Page 94
Story: Lesson In Faith
“Well, normal people wouldn’t dream of it, but someone obviously did some calculations and figured out that raccoons are flexible and so are assholes.” He grinned at her. “Just because it’s on the internet, don’t take it as truth.”
All she could imagine was someone bent over, their bottom exposed, and two stripey tails dangling from between their buttocks.
The idea of someone using poor, defenseless raccoons as a calculation measure was both appalling and hysterical; she couldn’t stop laughing even as she chastised herself for doing so.
It felt wonderful to laugh, to sit on Merrick’s thigh and laugh like she hadn’t in years. She couldn’t remember a single moment in all her life in the community when she’d been given the opportunity to express herself so freely.
It didn’t matter that she was naked, her butt aflame, with her wrist itching like a nest of bedbugs under the cast.
She was happy.
Tamsyn leaned against his chest as her laughter trickled into giggles. When his arms came around her, keeping her close to the rumble of his own amusement, she knew she’d lost whatever argument she might have had.
She’d take that shower and whatever pills he gave her. She’d have a nap, because she was starting to feel a bit rough—not that she would admit that to him. Maybe she’d suffer through the appointment with Linnie, and try not to have an anxiety attack when she saw the white-haired, glacier-gazed Jasper again.
She would be Merrick’s good girl, because she loved him.
*
By the time afternoon rolled around, she really wasn’t in a much better frame of mind.
From her hips down, she felt heavy and uncomfortable. She wasn’t particularly keen on the tampon, and her back ached as miserably as her wrist after Linnie examined it.
The good news was the cast could come off next week.
No more cumbersome, itchy weight dragging her arm down.
The bad news had come later, during the meeting led by Elias and Jasper. Anarchy and a woman called Tabitha, who had the same intimidating presence as Jasper and who was actually his sister, were also there.
It had been a short meeting; once Tabitha relayed the information that the community was no longer in residence, Tamsyn had freaked out and bolted back home to lock herself in the bathroom.
Jedidiah was on the warpath.
The community was built in the mountains for a reason, mainly the network of manmade caves tunneled into the rock. Whenever the elders got paranoid about discovery or a perceived threat against their way of life, they herded the entire population into the mountainside to live underground.
It had only happened once or twice to her recollection—those memories were hazy—but the elders were strict on being prepared, and every few months they ran drills, forcing everyone into the cave system for a week.
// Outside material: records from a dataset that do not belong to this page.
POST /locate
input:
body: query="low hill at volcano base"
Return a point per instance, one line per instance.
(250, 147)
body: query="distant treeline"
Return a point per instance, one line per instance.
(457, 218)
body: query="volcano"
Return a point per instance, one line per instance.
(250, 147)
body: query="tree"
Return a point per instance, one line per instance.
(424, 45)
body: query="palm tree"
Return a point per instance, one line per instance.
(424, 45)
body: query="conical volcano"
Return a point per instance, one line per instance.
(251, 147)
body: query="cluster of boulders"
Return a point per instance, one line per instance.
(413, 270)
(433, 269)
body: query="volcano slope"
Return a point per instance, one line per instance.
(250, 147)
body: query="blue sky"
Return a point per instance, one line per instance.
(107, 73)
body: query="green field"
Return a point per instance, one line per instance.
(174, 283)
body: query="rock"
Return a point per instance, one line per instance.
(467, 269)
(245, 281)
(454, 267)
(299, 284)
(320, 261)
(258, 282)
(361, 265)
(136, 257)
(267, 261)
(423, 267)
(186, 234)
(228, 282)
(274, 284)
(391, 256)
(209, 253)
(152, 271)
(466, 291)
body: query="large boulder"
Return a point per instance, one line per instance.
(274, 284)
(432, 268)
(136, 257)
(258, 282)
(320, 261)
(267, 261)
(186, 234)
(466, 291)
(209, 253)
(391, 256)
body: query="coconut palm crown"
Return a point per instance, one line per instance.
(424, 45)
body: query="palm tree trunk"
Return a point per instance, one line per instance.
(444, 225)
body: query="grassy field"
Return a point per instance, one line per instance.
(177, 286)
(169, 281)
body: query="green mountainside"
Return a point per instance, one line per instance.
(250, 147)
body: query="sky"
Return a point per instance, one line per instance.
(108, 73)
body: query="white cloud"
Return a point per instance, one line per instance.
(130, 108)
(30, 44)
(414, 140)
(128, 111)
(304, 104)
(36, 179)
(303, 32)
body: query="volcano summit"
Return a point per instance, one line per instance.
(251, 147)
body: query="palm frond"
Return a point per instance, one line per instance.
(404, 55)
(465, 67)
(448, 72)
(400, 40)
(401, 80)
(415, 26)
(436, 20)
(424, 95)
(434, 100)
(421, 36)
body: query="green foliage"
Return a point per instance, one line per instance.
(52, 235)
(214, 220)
She hated those drills with a passion.
Food and water were rationed disproportionately. Beds were reserved for the elders and married couples while children and untraded women were left to huddle in their quarters with barely a handful of blankets between them. The lights were unreliable, run on generators kept a fair distance away from the population, and sanitation was… well, the less she thought about that, the better.
It was no coincidence that they’d gone to ground now.
Tamsyn’s prolonged absence was making the elders nervous, which meant the community was in lockdown inside the mountain, and Jedidiah was on the hunt. He wouldn’t stop until he found her—she was a loose thread, a continued threat to what he treasured most.
Daughter or not, he was going to kill her.
Even if he had to burn the world to ashes to do so.
“Tamsyn, open the door.”
It was the third time in the last half hour that Merrick had asked, but she wasn’t moving from her spot in the tub. The familiar terror she’d lived with for years was back after her month-long reprieve, seeping into her bones colder and nastier than ever before.
How foolish had she been to let her guard down? To let the perceived safety of this haven distract her from the fact she reallywasn’tas free as she hoped? She was the product of a system which operated outside the laws of morality; a product with a chain around her throat and a vicious hand on the other end, willing to yank her back to captivity regardless of whether or not the pull broke her neck.
She was sleeping with a man who was not of the community, after running from the man who held her life in his hands. She’d given away what was not hers to give, stolen from the community and denied an elder his right to her body, broken the sanctity of her bloodline—the last of her family name.
When her father was finished with her, when the elders were done with their castigation, she doubted very much that there would be enough left of her body to use as a warning to the other women. The penalties they wreaked upon her flesh would be done in public instead, her pain and fear on display for all to see.